– ESPACE SNCF GARES & CONNEXIONS –
du 29 mai au 16 juin
Vernissage le jeudi 30 mai à 11h30

REGLA

NICOLA LO CALZO



© Nicola Lo Calzo / GALERIE DOMINIQUE FIAT

 
A Cuba, le mot regla est polysémique. C’est le nom de la ville portuaire Regla, située à la périphérie de la Havane, et qui est considérée comme un des plus importants centres religieux du pays.

© Nicola Lo Calzo / GALERIE DOMINIQUE FIAT

Regla fait également référence aux trois religions afro-cubaines majeures que sont la Regla de Ocha ou Regla de Ifá, plus connue sous le nom de Santería, la Regla de Palo, et la Regla Abakuá.
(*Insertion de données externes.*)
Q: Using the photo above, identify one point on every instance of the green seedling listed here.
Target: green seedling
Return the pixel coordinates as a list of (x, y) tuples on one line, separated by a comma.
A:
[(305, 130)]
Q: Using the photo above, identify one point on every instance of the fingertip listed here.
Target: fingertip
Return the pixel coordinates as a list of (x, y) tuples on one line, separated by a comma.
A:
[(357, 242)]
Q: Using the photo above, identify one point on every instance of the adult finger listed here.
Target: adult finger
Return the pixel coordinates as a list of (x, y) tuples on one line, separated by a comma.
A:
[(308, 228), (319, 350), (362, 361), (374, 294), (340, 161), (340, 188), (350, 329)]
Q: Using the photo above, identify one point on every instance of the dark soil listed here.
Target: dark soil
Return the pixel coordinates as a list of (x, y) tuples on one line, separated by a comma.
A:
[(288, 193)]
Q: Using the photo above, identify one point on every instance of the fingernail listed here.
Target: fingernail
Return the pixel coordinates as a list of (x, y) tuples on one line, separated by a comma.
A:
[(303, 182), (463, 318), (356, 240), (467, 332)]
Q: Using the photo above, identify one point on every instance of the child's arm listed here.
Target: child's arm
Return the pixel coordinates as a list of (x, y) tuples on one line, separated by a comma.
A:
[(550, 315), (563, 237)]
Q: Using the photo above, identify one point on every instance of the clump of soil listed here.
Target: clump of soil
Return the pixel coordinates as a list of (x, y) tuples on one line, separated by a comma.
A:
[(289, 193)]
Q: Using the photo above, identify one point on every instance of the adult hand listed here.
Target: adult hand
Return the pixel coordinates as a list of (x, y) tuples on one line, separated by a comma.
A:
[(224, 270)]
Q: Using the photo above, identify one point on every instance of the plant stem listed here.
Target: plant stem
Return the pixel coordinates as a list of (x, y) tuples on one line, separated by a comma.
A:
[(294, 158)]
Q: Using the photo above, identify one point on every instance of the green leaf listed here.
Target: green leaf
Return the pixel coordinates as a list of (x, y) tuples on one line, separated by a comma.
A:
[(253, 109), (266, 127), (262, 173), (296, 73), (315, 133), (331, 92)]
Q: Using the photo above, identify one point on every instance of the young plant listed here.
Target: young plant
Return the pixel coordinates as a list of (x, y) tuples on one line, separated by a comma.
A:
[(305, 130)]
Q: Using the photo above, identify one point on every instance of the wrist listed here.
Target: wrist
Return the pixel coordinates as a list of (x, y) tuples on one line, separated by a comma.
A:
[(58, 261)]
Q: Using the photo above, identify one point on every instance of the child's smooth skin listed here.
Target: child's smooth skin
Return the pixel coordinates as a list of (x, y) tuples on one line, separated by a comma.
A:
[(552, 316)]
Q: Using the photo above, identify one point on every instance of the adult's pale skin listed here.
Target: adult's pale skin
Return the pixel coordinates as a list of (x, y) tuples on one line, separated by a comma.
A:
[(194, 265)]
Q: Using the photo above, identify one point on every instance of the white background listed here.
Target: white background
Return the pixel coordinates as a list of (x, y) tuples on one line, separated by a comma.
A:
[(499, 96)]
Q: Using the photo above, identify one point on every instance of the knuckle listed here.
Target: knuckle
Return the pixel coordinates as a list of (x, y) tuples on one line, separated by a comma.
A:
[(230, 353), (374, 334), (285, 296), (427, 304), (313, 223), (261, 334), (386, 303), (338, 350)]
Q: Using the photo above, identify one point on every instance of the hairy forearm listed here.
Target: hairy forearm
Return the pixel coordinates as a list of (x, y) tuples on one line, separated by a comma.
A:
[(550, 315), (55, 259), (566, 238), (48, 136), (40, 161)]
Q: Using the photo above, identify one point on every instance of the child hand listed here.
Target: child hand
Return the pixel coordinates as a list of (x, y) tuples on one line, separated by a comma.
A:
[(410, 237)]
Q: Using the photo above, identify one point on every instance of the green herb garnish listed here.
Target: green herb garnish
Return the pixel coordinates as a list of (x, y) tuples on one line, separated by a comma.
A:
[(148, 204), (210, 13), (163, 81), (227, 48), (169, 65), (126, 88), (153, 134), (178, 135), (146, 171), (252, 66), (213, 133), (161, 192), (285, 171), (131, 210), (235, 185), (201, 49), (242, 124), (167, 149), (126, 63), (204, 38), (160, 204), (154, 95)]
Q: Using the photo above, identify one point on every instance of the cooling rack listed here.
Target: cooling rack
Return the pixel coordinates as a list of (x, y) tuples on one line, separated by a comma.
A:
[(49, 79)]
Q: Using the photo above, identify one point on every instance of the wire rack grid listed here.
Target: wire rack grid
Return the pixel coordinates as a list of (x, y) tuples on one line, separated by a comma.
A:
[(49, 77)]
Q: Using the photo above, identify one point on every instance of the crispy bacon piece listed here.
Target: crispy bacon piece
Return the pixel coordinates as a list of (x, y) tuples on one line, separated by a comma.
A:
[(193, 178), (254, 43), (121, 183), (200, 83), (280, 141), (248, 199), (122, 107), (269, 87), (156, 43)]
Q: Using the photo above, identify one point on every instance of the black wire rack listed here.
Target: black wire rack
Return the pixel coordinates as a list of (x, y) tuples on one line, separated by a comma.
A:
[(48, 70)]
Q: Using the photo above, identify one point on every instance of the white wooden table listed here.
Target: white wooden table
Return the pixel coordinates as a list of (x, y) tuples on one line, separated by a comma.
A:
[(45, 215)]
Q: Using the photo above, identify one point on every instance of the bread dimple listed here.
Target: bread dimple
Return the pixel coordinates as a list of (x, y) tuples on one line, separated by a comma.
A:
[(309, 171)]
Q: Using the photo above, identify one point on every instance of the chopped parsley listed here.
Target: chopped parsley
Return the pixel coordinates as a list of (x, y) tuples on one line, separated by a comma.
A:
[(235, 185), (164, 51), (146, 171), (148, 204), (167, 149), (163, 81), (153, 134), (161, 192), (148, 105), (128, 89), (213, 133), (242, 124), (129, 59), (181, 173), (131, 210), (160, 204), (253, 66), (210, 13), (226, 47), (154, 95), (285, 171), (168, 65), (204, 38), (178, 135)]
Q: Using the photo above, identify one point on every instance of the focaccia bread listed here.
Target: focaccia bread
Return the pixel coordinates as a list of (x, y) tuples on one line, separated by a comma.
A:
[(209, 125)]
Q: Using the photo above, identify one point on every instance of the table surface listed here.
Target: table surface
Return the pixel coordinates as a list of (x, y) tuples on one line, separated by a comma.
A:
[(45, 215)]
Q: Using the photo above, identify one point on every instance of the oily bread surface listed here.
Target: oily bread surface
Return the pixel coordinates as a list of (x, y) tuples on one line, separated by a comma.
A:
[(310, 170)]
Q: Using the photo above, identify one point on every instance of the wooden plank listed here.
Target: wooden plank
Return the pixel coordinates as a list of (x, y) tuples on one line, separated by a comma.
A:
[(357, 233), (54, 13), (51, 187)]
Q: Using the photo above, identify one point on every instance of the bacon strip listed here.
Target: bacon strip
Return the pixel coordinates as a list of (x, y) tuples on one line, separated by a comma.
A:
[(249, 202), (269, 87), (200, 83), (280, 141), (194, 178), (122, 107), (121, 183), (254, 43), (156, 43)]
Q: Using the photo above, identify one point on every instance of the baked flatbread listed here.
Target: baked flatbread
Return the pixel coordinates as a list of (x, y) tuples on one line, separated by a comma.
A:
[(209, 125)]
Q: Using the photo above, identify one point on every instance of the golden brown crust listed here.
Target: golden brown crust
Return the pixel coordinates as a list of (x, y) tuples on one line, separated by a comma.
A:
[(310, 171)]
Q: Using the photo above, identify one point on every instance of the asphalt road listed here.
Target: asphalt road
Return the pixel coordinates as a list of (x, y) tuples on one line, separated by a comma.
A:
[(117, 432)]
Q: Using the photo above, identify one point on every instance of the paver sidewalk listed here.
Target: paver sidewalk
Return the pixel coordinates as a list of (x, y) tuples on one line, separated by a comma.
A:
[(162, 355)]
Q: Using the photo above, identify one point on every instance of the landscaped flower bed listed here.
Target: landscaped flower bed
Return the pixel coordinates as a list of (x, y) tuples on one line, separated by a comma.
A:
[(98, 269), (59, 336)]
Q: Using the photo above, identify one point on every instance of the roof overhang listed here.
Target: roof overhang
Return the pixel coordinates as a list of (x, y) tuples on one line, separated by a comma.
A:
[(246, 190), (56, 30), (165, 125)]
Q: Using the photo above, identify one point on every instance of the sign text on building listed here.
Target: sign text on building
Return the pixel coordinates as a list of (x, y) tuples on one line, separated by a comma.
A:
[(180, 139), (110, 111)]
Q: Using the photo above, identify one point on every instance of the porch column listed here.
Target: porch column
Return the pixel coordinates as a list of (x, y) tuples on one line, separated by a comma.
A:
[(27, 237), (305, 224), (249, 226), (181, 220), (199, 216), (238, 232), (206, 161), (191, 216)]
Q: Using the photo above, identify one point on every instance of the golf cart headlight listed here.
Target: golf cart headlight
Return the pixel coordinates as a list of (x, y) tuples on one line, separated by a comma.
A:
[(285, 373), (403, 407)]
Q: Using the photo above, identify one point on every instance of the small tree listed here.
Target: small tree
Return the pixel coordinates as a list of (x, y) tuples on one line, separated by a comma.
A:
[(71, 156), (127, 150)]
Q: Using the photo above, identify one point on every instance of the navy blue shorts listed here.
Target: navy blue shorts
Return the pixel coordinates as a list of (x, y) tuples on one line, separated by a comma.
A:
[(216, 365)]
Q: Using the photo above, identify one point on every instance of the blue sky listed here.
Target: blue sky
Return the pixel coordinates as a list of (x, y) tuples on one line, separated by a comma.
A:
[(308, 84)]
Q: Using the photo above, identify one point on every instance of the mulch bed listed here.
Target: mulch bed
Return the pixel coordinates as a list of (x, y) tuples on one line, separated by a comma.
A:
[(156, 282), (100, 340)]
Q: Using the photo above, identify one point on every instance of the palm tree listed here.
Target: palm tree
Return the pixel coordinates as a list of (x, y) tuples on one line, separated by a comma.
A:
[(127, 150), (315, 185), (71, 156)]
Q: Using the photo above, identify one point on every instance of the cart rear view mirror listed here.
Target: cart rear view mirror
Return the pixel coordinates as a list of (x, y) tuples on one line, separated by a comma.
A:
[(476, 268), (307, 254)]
En espagnol commun, regla signifie la règle, le principe, le précepte ou la loi, et par métonymie, à Cuba même, le vocable désigne le régime cubain. Cuba a deux visages. Le premier est connu du grand public, c’est le visage de la Révolution cubaine, le visage du mythe, de la Patrie...Le second visage de Cuba est souterrain, silencieux, secret, invisible à la plupart ; il prend la figure des sujets singuliers, des Cubains ordinaires, de la masse de travailleurs qui, une fois rentrés chez eux après une journée de devoir patriotique, quittent le « Nous » de la nation pour recouvrir le « Je » de leurs différences, de leurs particularismes, de leurs imaginaires multiples et contradictoires.

Cette expression du « Je » doit beaucoup à la culture afro-cubaine, née au coeur de la plantation esclavagiste, comme réponse de survie et de résistance à la barbarie. C’est ainsi que, cent trente ans après l’abolition de l’esclavage, les comparsas du Carnaval, la Regla de Ocha, la Regla de Palo Monte, la société secrète Abakuá, et sont des pratiques religieuses et séculaires toujours très vivantes à Cuba. Ils sont des espaces sociaux de résistance et de contre-pouvoir qui puisent leurs origines dans les luttes d’émancipation des esclaves et pour l’abolition de l’esclavage au XIXème siècle.

Regla est une étape du projet au long cours, Cham, autour des mémoires vivantes de l’esclavage colonial, des résistances à celui-ci, de ses abolitions.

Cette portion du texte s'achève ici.